じゅ‐だい【▽入内】
にゅう‐ない〔ニフ‐〕【入内】
入内
出典: フリー百科事典『ウィキペディア(Wikipedia)』 (2022/02/25 15:41 UTC 版)
久安6年(1150年)正月4日、近衛天皇は摂関家の本邸・東三条殿で元服の式を挙げ、藤原忠通が加冠役、頼長が理髪役を務めた。同月10日に多子は入内、19日に女御となる。近衛天皇は12歳、多子は11歳だった。しかし、2月になると藤原伊通の娘・呈子(20歳)が入内するという風聞が立った。驚いた頼長はただちに法皇に多子の立后を求めるが、明確な返答は得られなかった。忠通は呈子を養女に迎えると、法皇に「摂関以外の者の娘は立后できない」と奏上した。忠通は頼長を養子にしていたが、実子・基実が生まれたことで摂関の地位を自らの子孫に継承させようと考えていた。頼長は宇治にいる実父・忠実に助けを求め、上洛した忠実は鳥羽法皇に対して、藤原道長の娘・上東門院や非執政者の娘(藤原師輔の娘・安子、藤原師実の養女・賢子)が立后した例を示し、頼長には近衛天皇の母・美福門院に書を送って嘆願することを命じた。頼長は諸大夫出身の美福門院を日頃から見下していたので躊躇するが、忠実は「已に国母たり」と説得した(『台記』)。 呈子が従三位に叙されて入内が間近に迫ると、頼長は「もし呈子が多子より先に立后したら自分は遁世する」と言い出し、忠実も粘り強く法皇に立后を奏請したことで、3月14日に多子は皇后となった。
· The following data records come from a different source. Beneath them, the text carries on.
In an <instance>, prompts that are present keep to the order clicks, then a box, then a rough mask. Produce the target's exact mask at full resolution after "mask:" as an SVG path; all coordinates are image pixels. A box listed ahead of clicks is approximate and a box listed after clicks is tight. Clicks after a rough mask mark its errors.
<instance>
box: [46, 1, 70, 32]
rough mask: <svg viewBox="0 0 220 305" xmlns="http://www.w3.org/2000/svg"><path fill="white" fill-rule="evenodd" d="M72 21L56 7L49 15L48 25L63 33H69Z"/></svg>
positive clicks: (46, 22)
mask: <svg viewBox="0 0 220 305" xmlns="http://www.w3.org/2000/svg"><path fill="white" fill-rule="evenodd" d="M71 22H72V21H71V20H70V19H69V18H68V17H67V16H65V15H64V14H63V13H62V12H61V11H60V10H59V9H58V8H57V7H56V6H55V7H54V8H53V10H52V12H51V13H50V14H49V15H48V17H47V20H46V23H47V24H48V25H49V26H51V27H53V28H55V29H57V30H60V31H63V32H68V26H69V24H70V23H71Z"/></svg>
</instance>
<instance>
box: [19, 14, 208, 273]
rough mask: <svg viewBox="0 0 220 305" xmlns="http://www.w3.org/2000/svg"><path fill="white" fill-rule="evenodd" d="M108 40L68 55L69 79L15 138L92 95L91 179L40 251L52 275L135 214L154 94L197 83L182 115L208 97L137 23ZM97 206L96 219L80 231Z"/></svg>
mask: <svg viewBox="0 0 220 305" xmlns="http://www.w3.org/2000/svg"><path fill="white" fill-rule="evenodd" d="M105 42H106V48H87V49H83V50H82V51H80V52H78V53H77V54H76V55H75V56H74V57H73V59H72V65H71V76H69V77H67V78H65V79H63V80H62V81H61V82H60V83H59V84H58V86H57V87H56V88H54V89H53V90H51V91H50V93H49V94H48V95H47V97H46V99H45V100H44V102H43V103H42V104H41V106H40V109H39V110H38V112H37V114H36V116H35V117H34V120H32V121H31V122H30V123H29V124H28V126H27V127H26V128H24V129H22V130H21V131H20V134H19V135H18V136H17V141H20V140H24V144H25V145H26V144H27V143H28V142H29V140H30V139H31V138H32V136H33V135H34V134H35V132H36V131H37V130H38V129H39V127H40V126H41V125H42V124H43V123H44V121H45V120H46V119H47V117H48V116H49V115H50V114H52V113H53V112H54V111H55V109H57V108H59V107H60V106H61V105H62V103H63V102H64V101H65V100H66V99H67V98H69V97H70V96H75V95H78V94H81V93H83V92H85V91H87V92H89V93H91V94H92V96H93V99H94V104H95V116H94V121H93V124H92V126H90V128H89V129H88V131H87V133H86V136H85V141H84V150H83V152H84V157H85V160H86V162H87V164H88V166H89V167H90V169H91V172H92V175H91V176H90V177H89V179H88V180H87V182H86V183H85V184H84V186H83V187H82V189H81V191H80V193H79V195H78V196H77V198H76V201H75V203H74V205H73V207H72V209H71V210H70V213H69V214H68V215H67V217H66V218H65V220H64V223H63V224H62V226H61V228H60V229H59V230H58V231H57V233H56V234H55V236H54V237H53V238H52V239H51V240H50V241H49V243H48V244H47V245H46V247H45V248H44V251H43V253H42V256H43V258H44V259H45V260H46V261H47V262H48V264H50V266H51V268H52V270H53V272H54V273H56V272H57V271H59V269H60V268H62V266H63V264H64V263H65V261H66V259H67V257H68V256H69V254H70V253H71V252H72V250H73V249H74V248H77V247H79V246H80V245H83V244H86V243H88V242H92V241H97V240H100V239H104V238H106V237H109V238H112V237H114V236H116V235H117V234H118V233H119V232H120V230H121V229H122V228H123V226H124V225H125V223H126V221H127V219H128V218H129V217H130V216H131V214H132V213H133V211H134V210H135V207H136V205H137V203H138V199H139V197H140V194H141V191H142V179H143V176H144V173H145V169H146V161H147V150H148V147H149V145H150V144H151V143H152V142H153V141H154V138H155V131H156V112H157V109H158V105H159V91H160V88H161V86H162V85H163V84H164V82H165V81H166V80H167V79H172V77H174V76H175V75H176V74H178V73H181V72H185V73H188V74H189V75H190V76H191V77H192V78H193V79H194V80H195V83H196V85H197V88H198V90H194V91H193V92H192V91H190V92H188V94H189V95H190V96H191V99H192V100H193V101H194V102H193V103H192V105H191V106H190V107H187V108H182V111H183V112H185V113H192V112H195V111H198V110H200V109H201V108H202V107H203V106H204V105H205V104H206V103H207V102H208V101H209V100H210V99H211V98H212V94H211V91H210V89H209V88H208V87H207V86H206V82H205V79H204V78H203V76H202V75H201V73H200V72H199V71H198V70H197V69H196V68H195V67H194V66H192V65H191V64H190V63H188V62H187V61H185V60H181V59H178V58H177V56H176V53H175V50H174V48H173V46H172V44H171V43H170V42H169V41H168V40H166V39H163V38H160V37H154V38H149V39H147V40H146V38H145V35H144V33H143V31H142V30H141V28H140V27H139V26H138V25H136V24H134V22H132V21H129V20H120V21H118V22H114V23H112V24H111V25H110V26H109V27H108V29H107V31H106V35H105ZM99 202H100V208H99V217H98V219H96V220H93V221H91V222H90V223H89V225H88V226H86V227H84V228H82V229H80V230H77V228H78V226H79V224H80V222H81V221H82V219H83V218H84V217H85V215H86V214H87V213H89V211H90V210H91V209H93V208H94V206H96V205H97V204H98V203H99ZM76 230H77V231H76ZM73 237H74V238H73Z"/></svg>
皇后宮大夫には実父・公能、権大夫には頼長の子・藤原兼長が就任した。多子の後を追うように、4月21日に呈子も入内して、6月22日に立后、中宮となる。この事件により、忠通と頼長の関係は修復不可能となった。美福門院は呈子の早期出産を期待していた。仁平2年(1152年)に呈子は懐妊の兆候を見せるが、周囲の期待に促された想像妊娠であったらしく空騒ぎに終わってしまう。